Immunohistochemistry.

Paraformaldehyde-fixed and paraffin-embedded lung sections were immunostained as previously described with the following antibodies: polyclonal rabbit anti-mouse EC-SOD antibody (1:1,000), polyclonal rabbit anti-human EC-SOD (1:500), mouse monoclonal α-smooth muscle actin antibody (α-SMA; 1:100, Clone 1A4), and rabbit monoclonal Ki67 antibody (1:200 Lab Vision NeoMarkers, Ki67 immunoperformed by IHC Services, Aurora, CO). In brief, lung sections were deparaffinized with citrisolve and rehydrated in graded ethanol. Slides were treated with 3% hydrogen peroxide in methanol for 5 min to block endogenous peroxidase activity and treated with 0.01% pronase for 20 min for antigen retrieval. The block, secondary antibody, and ABC reagent were provided in the RTU Universal Elite ABC Kit (Vector Laboratories) for polyclonal rabbit antibodies and the Mouse-on-Mouse kit (Vector Laboratories) for the mouse monoclonal α-SMA antibody. The slides were developed with ImmPact DAB diluent (Vector Laboratories) and counterstained with hematoxylin.
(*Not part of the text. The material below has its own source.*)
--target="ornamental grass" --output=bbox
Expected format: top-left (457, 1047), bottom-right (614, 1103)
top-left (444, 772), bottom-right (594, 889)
Slides were dehydrated with ethanol followed by citrisolve before placement of coverslips. Tissue sections were examined by light microscopy and photographed using a final magnification of ×200. The number of small vessels (<50 μm) with positive α-SMA staining was counted in 10 peripheral high-powered (×20) lung fields to evaluate for muscularized small pulmonary vessels. The number of proliferating Ki67-positive cells within the vessel wall was measured by counting Ki67-positive cells within the intimal and medial layer of muscularized pulmonary arteries between 50 and 150 μm. At least seven vessels were counted for each mouse lung. The analysis of α-SMA and Ki67 staining was evaluated by an investigator blinded to treatment group and genotype.

GSH/GSSG measurements.

Oxidative stress in lung tissue was evaluated using a commercially available glutathione assay kit (Cayman Chemical, Ann Arbor, MI). The kit measures GSH by an enzymatic recycling method using glutathione reductase for the quantification of total tissue glutathione. Fifty milligrams of lung tissue was homogenized in MES buffer (MES, 0.1 M phosphate, and 2 mM EDTA, pH 6.0) and centrifuged at 10,000 g for 15 min at 4°C. The supernatant was removed and deproteinated for analysis (Centrifugal Filter Units, 10,000 MW Cut-Off, R&D Systems, MN). We tested both total glutathione in lung homogenates after reducing GSSG to GSH as well as GSSG alone according to the manual instructions and calculated the ratio of reduced GSH to oxidized GSSG.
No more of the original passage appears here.